June 15 (Bloomberg) -- Turkish bond yields fell for a second day after the central bank provided liquidity at its lowest policy rate for a ninth day, extending its looser monetary policy stance.
Yields on the two-year benchmark bond retreated five basis points, or 0.05 percentage point, to 9.12 percent, lifting this month’s slide to 34 basis points and bringing the weekly drop to three basis points.
The central bank has lent at its so-called “normal” rate -- its benchmark of 5.75 percent -- every day since June 5, after inflation fell to 8.3 percent in May from 11.1 percent in April, the biggest drop since January 2003. On May 31, Turkey announced its trade deficit for April narrowed more than expected, contracting for a sixth month and beating analyst estimates. Its current-account deficit retreated in April for a sixth month, the central bank said June 11.
“This is an easing signal from the central bank and we are seeing the result in yields on short-term debt,” Selim Gulkan, a fixed-income trader at Turk Ekonomi Bankasi AS in Istanbul, said by telephone.
The central bank provided 5 billion liras today for the first time this week, the most it can offer on a daily basis in its one-week repurchase agreements auction. It provided 1 billion liras in the past three days, the least it can lend every day. The Ankara-based bank lent 4 billion liras in its one-month repo sale conducted once a week on Friday.

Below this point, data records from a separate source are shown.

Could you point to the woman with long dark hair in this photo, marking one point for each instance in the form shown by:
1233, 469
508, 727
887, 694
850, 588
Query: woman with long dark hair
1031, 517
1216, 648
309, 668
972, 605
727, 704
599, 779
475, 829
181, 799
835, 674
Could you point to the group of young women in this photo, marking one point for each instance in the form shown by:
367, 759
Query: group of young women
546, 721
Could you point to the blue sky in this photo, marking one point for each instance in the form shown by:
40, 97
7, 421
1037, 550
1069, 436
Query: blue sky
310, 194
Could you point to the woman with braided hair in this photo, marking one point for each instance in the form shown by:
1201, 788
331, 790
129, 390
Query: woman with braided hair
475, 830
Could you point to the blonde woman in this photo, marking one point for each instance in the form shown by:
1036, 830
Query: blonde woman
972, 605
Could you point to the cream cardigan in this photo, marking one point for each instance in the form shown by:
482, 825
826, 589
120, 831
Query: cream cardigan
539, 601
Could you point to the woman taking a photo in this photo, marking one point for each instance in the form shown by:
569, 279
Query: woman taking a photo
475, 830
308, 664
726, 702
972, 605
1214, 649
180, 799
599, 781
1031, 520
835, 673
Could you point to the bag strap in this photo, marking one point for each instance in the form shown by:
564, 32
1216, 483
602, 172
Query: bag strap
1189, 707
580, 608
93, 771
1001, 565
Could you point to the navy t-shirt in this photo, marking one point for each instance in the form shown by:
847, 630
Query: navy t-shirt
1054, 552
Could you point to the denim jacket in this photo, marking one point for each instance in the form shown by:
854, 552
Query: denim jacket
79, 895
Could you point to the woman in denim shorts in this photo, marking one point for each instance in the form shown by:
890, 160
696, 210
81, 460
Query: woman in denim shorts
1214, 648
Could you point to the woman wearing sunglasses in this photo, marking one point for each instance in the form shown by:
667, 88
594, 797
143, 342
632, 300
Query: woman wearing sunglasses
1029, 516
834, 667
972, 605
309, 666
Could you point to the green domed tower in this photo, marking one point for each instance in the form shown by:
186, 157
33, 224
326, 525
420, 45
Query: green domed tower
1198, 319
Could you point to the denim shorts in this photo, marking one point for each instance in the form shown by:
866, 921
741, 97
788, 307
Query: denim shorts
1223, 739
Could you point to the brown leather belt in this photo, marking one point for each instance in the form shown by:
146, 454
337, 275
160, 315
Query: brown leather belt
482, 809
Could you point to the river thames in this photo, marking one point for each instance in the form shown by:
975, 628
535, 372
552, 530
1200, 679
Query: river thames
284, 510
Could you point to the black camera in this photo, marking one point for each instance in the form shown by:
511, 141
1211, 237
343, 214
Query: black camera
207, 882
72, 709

The lira weakened less than 0.1 percent to 1.8164 per dollar for the first time in four days, paring its rise this week to 0.3 percent. It added less than 0.1 percent to 2.29 per euro, raising this year’s gain versus the euro to 7 percent.
Lira Versus Euro
The lira advanced against the euro while its eastern European peers lagged because “it is seen as a safer alternative to those countries which are closer to the Eurozone,” Philip Roberts, chief European technical strategist at Barclays Capital, said in e-mailed comments.
Turkey’s exports to the EU fell 17.8 percent in April to $4.77 billion, cutting the region’s share in the country’s exports to 37.6 percent from 48.9 percent a year earlier.
The Turkish currency may be poised for further gains against the euro after the pair closed below the so-called “cloud” on its weekly ichimoku chart for the first time in 18 months, according to a Barclays report published June 14. “EUR/TRY cloud break confirms downside extension toward 2.15/2.16,” according to the report.
Ichimoku analysis is used to predict a currency’s direction through analyzing the midpoints of historical highs and lows. The cloud refers to the area between the first and second leading span lines on the chart and is used to show an area where buy orders may be clustered.
“Momentum is less than 50 -- relative strength index -- but is not at extreme levels so it supports a more negative outlook,” Roberts said.
Relative strength indexes show how rapidly prices have advanced or dropped during a specified time period. Readings above 70 indicate a price may be poised to fall, and readings below 30 indicate it may be poised to rise.